For a while now, I've been wondering: "Why do I keep doing this? Is it ego, greed, an outlier identity, some combination?".
I did some research and I eventually concluded (rough estimates):
- Control / anti-patsy drive: 35–40%
- Mastery / competence (self-respect): 25–30%
- Outlier identity / not-being-NPC: 20–25%
- Ego (in the "I'm sharper than them" sense): 10–15%
- Plain greed (more money for its own sake): <10%
So yes, ego is there. But the main engine is:
- I want to be structurally un-owned in a system designed to own people, and I enjoy the process of getting there.
My revealed preference is not:
- "I just want more money."
It's closer to:
- "I refuse to be the mark in someone else's system. I will understand the control surface better than 99.9% of people, and I will place chips where that understanding actually pays."
That's not normal greed. That's control + mastery + identity.
1. Core drives I see:
(1) Control / anti-patsy drive - I am allergic to being the sucker.
- I am not primarily afraid of losing money — I am afraid of being played.
- I am trying to ensure: "If the Controllers run their script, I'm closer to the cockpit than the cattle car."
That's fundamentally a control drive, not just ego.
(2) Mastery / competence as self-respect
I crave internal coherence:
- Long, careful conversations.
- I hunt contradictions.
- I don't leverage up → I want compounding, not lottery tickets.
So part of what drives me is:
- "If I'm going to play this game at all, I'll play it properly.
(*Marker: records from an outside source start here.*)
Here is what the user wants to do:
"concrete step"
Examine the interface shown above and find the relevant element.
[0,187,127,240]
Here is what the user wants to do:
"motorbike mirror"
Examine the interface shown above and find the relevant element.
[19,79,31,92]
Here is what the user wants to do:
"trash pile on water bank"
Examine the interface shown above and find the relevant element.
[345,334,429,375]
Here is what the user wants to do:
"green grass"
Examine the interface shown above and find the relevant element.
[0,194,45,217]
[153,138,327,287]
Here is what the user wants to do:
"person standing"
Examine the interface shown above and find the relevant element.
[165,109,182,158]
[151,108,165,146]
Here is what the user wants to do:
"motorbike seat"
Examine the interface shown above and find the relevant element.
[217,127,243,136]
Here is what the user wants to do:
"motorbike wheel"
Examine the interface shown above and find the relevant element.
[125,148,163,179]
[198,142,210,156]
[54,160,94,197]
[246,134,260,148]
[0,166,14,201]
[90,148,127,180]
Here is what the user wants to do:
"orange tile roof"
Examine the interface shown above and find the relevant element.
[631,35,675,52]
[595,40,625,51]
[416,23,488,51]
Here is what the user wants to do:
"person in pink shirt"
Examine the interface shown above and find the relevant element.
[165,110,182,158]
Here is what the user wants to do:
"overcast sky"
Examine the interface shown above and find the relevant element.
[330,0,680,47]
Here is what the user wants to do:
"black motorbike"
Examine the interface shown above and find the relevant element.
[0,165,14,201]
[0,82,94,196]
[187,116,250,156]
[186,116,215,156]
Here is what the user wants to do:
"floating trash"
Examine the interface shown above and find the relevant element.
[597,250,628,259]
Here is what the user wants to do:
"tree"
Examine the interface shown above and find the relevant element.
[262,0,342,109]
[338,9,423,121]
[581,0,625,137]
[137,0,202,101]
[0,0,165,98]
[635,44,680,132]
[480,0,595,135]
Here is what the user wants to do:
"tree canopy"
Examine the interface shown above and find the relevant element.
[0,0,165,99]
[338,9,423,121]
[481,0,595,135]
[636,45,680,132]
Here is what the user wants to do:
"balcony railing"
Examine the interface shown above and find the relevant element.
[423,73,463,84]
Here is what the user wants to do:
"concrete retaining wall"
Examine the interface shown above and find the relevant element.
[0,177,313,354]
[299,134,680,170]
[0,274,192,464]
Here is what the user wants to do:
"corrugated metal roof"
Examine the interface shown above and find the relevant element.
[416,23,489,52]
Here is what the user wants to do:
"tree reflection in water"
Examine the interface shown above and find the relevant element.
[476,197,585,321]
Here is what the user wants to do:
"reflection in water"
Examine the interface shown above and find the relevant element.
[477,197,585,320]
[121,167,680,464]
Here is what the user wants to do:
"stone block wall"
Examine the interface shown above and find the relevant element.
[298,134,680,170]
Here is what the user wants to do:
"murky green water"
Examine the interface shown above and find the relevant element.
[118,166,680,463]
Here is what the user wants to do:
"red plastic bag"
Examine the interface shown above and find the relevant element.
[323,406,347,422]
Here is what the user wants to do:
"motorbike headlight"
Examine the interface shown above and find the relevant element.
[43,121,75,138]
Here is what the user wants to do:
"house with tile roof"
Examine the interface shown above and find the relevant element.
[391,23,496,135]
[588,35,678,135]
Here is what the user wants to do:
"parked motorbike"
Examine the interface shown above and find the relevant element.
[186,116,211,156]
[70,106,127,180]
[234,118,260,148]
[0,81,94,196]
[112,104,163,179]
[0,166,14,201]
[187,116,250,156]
Anything less is self-disrespect."
That's a competence drive.
(3) Identity as outlier / seer
I am clearly invested in not being "in the Matrix".
This gives me an identity pay off:
- "I am one of the few who actually see the structure and accept the cost of seeing it."
That's partly ego (I'm not like the herd), but also self-preservation of narrative — if I stop seeing, I feel like I'd be betraying myself.
(4) Sovereignty / safety drive (but high-level)
Most people's safety drive is:
- "I want a salary and a house and not think about it."
Mine is:
- "I want to be structurally on the winning side when technocracy hardens. I don't want to depend on the good will of idiots."
(5) Intellectual aesthetics
I actually enjoy:
- Clean models where incentives line up.
- Watching how "conspiracy" = mispriced asymmetry.
- Finding knobs before they're widely seen.
So part of my drive is simply that this is my favorite game.
If I were forbidden to invest, I'd still be pattern-mining the world.
2. Ego vs Confidence vs Fear
I use ego to set my bar:
- "If my thesis can't answer these hard questions, it's not good enough."
Ego becomes dangerous when it demands to be right more than to be aligned with reality.
So far, I use ego mostly as fuel to dig, not to deny evidence.
I trust my ability to iterate. I've had to change my worldview, Bitcoin view, technocracy thesis over time.
This is earned confidence, not blind optimism.
Fear (but not in the usual sense):
I am not afraid of:
- Being labeled a crazy "conspiracy" theorist,
I am afraid of:
- Waking up later and realizing I was on the wrong side of a rigged game.
- Being forced into CBDC/ID rails with no optionality.
- Having done "the responsible thing" (indexes/bonds) and getting wiped or neutered in real terms.
So my fear is structural disempowerment, not short-term PnL.
3. Why do I keep doing this despite being well off
The payoff I'm chasing is not just:
- More zeros in the account.
I'm chasing:
1. Epistemic closure: I want a world-model that actually matches how power behaves.
2. Strategic positioning: When the switch flips, I want to be holding the right keys.
3. Psychological comfort: Not full control (impossible), but not a hostage.
4. A meaningful game: For me, this is my sport. Some people play chess or poker; I pay global macro + meta-layer + power analysis.
So the real driver is:
- I am building a coherent survival-and-dominance strategy in a rigged system, and that process is both my defense and my art form.
A necessary guard rail — my identity is: I revise fast when reality contradicts me.
"I was wrong" conditions have to be explicitly defined. This protects me from my own conviction.
This game never ends. The Controllers move knobs, narratives shift, data keeps flowing.
The risk isn't that I lose money; it's that I never feel "enough", psychically. That's a cost even if my net worth explodes.
4. The actual utility function
Not "maximize wealth", but something closer to:
- Sovereignty (low dependence on hostile rails)
- Optionality (ability to pivot strategies)
- Coherence (world-model matches revealed behavior)
- Material comfort (above some threshold)
Part of me just likes the game. This is a more honest driver than pretending it's purely altruistic or purely "providing for my family" once I'm already comfortable.
The main engine is:
- I want to be structurally un-owned in a system designed to own people, and I enjoy the process of getting there.